Au fil de saisons, le Clermontois a tissé des liens avec pas mal de personnalités de ce milieu.

« On se connaît tous, Olivier Panis par exemple m'a managé par le passé et on s'apprécie. Le Trophée Andros reste très francophone mais il faut rester actif l'hiver, c'est important. C'est essentiel d'être un pilote complet, de s'adapter vite, de pouvoir prendre le volant de n'importe quelle voiture. Le Trophée Andros, ce n'est que du positif. »

À 32 ans, Nathanaël Berthon a acquis une belle expérience depuis le début de sa carrière. Et il en récolte les fruits. « C'est vrai, je commence à avoir de l'expérience et cela se voit en début de saison sur les résultats au Trophée Andros. Je ne crois pas avoir déjà aussi bien démarré une saison. Et comme d'habitude je finis bien les saisons, on peut espérer. Mais il ne faut pas se relâcher. »

« Glisser et aller vite c'est autre chose »

Quand on a expérimenté la course en Formule 1, qu'est ce la course sur glace peut bien apporter à lui comme aux autres coureurs aguerris ?

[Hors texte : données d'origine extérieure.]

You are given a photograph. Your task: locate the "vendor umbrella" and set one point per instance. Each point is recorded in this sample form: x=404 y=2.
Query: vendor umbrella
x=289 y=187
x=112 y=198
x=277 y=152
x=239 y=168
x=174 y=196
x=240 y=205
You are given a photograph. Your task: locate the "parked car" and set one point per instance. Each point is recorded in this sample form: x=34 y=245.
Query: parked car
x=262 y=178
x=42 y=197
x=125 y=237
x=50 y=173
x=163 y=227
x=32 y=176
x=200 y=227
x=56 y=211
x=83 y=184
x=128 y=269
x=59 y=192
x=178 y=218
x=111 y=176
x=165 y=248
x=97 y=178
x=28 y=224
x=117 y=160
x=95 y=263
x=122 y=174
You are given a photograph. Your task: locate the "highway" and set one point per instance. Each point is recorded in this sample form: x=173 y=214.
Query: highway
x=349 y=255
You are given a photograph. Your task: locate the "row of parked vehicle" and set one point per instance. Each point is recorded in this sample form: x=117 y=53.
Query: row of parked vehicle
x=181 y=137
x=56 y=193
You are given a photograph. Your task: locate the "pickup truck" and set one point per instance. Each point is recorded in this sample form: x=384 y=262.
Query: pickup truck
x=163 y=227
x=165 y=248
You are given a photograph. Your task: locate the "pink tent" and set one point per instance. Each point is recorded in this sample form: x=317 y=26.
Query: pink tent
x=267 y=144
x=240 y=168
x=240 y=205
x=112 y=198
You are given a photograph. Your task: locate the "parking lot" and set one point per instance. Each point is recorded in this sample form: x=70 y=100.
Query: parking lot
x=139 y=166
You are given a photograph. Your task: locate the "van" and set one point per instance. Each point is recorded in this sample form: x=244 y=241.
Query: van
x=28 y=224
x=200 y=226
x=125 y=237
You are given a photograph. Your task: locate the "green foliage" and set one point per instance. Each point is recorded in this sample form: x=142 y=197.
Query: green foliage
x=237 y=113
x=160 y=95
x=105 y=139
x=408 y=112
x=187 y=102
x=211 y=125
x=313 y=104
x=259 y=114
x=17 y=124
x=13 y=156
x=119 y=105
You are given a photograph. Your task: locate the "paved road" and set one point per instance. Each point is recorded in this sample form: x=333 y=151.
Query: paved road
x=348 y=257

« Cela apporte l'expérience de l'électrique et dans le futur, de plus en plus de courses vont l'être dans cette catégorie. Sur la glace et en particulier sur le Trophée Andros, il faut s'adapter car la piste évolue à une vitesse folle. Il faut s'adapter très vite, cela apporte énormément de variété sur les styles de pilotage. Glisser c'est facile on pourrait dire mais glisser et aller vite c'est autre chose. Quand tu peux t'adapter, cela te rend polyvalent et plus fort. Le Trophée Andros apporte des choses que l'on ne retrouve pas ailleurs. »

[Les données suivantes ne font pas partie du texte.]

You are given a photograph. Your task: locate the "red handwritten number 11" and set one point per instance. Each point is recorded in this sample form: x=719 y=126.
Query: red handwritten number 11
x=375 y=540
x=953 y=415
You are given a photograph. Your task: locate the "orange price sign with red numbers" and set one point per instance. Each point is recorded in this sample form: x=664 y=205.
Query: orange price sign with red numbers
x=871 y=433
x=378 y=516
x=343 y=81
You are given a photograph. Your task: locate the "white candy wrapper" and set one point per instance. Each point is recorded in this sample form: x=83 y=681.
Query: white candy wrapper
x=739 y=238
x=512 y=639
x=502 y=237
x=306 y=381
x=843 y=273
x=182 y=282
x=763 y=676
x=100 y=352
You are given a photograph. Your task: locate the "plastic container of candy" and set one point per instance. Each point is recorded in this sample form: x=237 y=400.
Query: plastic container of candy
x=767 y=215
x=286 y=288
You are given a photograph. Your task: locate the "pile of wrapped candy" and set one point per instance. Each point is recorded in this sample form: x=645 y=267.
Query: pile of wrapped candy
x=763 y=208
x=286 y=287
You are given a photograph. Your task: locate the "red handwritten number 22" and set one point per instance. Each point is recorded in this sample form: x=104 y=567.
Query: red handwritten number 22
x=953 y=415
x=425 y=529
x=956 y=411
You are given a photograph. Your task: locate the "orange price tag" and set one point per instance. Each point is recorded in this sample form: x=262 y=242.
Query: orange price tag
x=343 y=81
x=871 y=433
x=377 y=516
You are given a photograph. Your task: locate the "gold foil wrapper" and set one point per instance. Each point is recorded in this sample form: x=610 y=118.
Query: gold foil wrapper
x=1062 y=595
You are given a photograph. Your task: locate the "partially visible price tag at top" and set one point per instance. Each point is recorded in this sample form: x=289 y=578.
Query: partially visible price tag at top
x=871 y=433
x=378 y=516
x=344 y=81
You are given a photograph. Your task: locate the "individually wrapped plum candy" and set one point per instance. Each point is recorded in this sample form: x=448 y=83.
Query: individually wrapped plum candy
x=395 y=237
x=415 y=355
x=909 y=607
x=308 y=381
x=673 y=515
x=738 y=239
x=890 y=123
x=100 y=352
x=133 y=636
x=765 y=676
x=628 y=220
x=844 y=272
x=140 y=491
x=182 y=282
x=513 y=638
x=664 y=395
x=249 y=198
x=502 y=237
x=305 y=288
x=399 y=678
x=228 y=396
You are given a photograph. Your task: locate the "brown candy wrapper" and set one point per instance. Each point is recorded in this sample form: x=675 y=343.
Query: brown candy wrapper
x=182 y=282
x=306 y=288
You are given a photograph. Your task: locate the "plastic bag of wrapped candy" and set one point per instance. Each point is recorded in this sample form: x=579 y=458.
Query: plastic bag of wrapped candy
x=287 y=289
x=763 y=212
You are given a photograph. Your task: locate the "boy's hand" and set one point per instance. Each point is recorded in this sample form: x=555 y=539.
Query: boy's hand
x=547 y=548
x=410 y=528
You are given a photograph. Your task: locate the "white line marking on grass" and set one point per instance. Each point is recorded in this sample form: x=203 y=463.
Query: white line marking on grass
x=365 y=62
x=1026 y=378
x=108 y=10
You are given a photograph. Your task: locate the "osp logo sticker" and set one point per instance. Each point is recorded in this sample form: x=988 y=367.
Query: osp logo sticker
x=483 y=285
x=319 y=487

Comme l'ambiance dont il se délecte par avance. Le paysage, la piste, des moteurs et des copains, c'est ça le Trophée Andros. « Le Trophée Andros c'est un peu la guerre sur la piste mais quand on pose le casque on est tous copains ou presque. Cela change de la saison d'été. Courir sur la glace c'est le pied ! Ce sont des sensations uniques. »

Entre potes

Il retrouvera son copain Romain Gioffre, lui à moto, mais jamais bien loin. « On est amis avec Romain, c'est toujours sympa de se retrouver avoue Nathanaël Berthon. Il roule toujours avant moi et comme les motos détruisent la piste à chaque fois et créent des ornières, il m'indique les endroits délicats (sourires). La piste évolue vite et Romain voit bien cela. »

Rien ne prédestinait Nathanaël à devenir pilote de course mais la passion a pris le dessus.

« Je ne suis pas issu d'une famille automobile. Mais j'ai commencé par le karting au niveau régional puis régional et j'ai fait les championnats d'Europe et enfin de la Formule 1. Je suis très heureux de vivre ma passion. C'est par chance. Car j'avais fait dix années de Hockey sur glace... Comme quoi on en revient toujours à la glace... »

Mais en parallèle, cet homme brillant n'a pas oublié de préparer son après carrière en développant plusieurs activités.

« J'ai toujours réinvesti le moindre centime dans mes activités explique-t-il. J'ai mis à profit ce que j'ai appris dans les études. »

Bac scientifique à 17 ans, faculté de biologie puis école de commerce, Nathanaël Berthon a la tête bien faite et cela lui sert.

Sous contrat chez Audi Sport cette année, il apporte son expertise. « On me demande aussi de faire du développement sur les voitures rappelle le pilote. Il faut rouler vite et au maximum mais il faut aussi parler le même langage que les mécanos ou les ingénieurs qui souvent n'ont jamais piloté. Il faut réussir à leur retranscrire les sensations avec leur langage. »

Le 29 janvier, dans la froideur de l'hiver bessard, Nathanaël Berthon saura tirer son épingle du jeu et s'adapter, comme souvent.